Wars in Africa provide economic future for arm dealers

Wars in Africa provide economic future for arm dealers


Chris Odinaka Nwedo

“Apparently, loyal constituents of arm dealers are armed robbers, kidnappers and all fervently in love with violence. The basic and consistent factor in violence which is the only product of war is that the first victim ruined is the vanquished, and the second tragic victim is the victor”.

Arm dealers are the beneficiaries of ubiquitous wars in developing countries and around the world. These wars sustain and provide structures for continuous expansion of industries producing and marketing weapons. The future for the industries involved in production of arms hinge on proliferation of conflicts, violence and ultimately wars. No sane nation fraternises arm producing industries if it is not prosecuting war or anticipating violence. A regime that fervently pursues weapon programmes in times of peace and stability probably plans to conclude the nation’s future wars before replacement.  Apparently, loyal constituents of arm dealers are armed robbers, kidnappers and all fervently in love with violence.
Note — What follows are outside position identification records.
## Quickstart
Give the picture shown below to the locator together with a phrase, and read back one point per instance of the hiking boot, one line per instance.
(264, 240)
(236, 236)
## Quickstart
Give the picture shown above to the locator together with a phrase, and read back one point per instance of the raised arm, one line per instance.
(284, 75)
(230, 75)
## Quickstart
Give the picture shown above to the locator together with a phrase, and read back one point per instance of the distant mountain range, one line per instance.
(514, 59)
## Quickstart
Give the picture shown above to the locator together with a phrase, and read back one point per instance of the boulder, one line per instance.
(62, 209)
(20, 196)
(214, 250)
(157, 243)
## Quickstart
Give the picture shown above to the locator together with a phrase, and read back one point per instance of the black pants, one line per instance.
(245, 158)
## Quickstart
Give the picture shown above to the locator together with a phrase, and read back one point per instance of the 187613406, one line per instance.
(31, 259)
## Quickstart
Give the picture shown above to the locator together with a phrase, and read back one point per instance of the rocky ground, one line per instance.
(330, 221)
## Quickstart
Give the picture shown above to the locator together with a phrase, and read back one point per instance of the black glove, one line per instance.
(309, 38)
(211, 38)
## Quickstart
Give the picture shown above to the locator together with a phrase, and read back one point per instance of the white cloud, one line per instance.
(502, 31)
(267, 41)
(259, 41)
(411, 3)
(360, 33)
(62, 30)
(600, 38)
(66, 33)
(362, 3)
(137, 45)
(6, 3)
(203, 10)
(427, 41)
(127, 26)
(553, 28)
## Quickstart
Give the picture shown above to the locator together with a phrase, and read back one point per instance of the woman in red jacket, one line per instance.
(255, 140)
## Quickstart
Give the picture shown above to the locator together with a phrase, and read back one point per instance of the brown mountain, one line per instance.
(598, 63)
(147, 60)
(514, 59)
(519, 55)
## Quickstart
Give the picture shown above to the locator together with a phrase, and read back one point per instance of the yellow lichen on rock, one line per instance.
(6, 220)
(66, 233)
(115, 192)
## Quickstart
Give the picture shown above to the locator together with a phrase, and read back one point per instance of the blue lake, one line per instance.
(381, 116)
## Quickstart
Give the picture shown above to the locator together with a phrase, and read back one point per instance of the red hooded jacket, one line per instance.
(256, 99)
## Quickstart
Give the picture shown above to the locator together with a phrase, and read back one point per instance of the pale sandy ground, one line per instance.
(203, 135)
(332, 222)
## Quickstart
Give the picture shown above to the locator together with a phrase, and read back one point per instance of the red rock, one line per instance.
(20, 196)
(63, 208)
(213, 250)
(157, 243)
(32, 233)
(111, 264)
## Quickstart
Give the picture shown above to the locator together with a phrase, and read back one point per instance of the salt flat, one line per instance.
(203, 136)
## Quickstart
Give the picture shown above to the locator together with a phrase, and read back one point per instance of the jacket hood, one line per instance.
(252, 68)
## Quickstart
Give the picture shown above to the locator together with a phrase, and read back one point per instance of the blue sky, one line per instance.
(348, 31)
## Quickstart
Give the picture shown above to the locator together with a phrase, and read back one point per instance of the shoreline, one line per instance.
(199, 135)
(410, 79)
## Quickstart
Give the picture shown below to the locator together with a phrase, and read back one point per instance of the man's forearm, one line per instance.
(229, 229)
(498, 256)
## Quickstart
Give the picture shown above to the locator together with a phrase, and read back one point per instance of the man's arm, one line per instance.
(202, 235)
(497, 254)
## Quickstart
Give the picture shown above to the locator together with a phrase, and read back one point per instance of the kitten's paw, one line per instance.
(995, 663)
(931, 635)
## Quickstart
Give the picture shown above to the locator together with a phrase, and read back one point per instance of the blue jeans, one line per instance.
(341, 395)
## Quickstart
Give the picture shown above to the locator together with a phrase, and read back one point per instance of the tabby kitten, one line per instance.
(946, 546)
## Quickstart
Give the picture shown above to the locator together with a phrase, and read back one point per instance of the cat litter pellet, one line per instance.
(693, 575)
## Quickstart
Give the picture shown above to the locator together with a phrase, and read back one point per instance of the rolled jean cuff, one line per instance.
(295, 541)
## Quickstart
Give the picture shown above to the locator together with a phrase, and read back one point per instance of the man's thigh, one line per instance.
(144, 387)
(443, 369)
The basic and consistent factor in violence which is the only product of war is that the first victim ruined is the vanquished, and the second tragic victim is the victor. Conflict provides mutual prospects for self-destruction of the parties in the dispute if parts leading to violence is not negated. War is avoidable when peace is allowed. There is no conflict without peace as potent prospect for its resolution.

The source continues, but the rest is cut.